А. П. Это феномен самой классики. Аристотель бы тоже сказал: только от сложного к простому. Крупнейший английский физик Роджер Пэнроуз отвечал аспирантам, своим будущим ученикам, спрашивавшим учителя о его требованиях: я — простой человек, у меня простые требования, я принимаю в ученики любого человека с улицы, который выучит одну книжку — Ландау и Лившица, “Физика”, 7 томов плюс один дополнительный. Все, больше ничего читать не надо. Были два человека, которым пришла в голову идея знать и описать всю физику. Никаких великих открытий, все просто. Но на это они потратили всю жизнь. И опять где? В России. В 1939 году на Ландау был донос, и его арестовали. Донес коллега, вместо которого Ландау назначили завкафедрой в Харькове. В конце 1920-х этот город был центром науки, еще Колмогоров восклицал: “Что же мне теперь, в Харьков ехать, что ли?!” Донес, заметьте, старший коллега, почтенный профессор (для России — все нормально). Но тут дико испугался Капица и побежал к Берии или даже к Сталину, не помню: “Нельзя, нельзя, кого угодно, только не Ландау!” (Это очень по-русски — кого угодно, только не его!) У Капицы были и свои грехи — он пытался скрыть свое дворянское происхождение. Все тогда пытались что-то скрыть, и уже, в сущности, неважно что — каждый свое. Ландау повезло. И думал ли он тогда, что в конце столетия, грубо говоря — через 80 лет, — Роджер Пэнроуз укажет только на него. Казалось бы, столько всего нового появилось в физике. Оказывается, ничего главного и нового, по сравнению с семитомником двух советских физиков.
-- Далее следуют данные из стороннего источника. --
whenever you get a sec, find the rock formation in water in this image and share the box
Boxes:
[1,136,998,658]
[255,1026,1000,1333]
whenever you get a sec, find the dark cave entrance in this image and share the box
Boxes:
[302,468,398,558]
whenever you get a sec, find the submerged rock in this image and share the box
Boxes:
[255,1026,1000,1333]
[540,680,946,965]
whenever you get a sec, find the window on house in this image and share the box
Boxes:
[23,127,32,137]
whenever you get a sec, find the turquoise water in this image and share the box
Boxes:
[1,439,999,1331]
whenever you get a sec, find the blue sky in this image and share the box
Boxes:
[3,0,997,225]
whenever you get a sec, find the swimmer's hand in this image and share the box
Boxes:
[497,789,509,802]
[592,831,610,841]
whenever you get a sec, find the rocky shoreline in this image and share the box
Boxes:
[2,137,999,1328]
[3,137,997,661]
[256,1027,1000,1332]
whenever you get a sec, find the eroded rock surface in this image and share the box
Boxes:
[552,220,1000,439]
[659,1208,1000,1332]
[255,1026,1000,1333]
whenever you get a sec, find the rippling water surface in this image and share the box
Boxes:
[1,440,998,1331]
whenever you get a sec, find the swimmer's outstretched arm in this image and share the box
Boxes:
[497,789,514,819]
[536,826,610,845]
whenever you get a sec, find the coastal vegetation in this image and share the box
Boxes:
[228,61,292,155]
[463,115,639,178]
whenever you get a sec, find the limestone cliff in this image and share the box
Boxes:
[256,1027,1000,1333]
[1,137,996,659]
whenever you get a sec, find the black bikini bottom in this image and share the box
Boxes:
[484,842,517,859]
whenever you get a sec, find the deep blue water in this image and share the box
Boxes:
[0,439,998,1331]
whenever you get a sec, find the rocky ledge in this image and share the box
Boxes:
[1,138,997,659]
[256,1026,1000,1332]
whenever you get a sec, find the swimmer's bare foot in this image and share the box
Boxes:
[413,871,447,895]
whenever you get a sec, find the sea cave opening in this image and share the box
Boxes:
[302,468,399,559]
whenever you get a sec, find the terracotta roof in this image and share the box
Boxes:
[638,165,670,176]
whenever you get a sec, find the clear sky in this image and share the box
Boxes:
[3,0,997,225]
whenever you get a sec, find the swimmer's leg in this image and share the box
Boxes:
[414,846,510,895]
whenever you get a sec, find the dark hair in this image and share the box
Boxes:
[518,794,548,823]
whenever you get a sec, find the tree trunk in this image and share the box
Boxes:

Г. А. С чем связан ваш интерес к физике?
А. П. Десятилетиями физики не занимались физикой, занимались прикладными вещами или, как говорил академик Леонтович, “физики занимались не своим говном”. И здесь, и в Америке физика выполняла государственные заказы. Возьмем самого значительного после Эйнштейна физика — Ричарда Фейнмана. На первый взгляд — ну, простой такой заурядный гений… Но вот он говорит: есть две разные вещи — делать физику и знать физику. За всю историю мира, по Фейнману, было только два физика — Ньютон и Эйнштейн. Потом был XX век, великая физика, но был только один человек, который понял: кроме того, что ты занимаешься наукой и получаешь Нобелевские премии, надо знать физику, — это Лев Ландау. Правда, он случайно, но все-таки получил Нобелевскую премию. Для меня все началось с первой лекции Фейнмана — о свете. Не будем прикидываться, говорит он, о каких-то вещах я знаю больше, чем вы. Но я специально избрал предмет, в котором мы с вами абсолютно равны: вы не понимаете, что такое свет, и я, уверяю вас, в такой же мере его не понимаю. Пожалуйста, корпускулярная теория, волновая, но скажу вам честно: как и Эйнштейн, я не знаю, что такое свет. Или он говорит позднее о законе сохранения энергии: я свято чту первый закон термодинамики, второй — все правильно, но вдруг есть такая энергия, которая не сохраняется, что тогда? Значит, придется переделывать всю физику, да что физику — весь мир! Ничего тогда не останется. У меня, утверждал Фейнман, жизненный смысл только от одного: есть в мире что-то интересное, но нет такой теоремы, которая бы утверждала, что все интересное сохраняется. В сущности, это совершенно философский подход. Это ход! Ведь что безумно важно философу? Да, это лучшая комната на свете, но хорошо, чтобы еще был там вход и выход и вообще другая комната.
Г. А. Шел в комнату, попал в другую, попал или хотел попасть?
А. П. Фейнман бы сказал: хотение и есть попадание.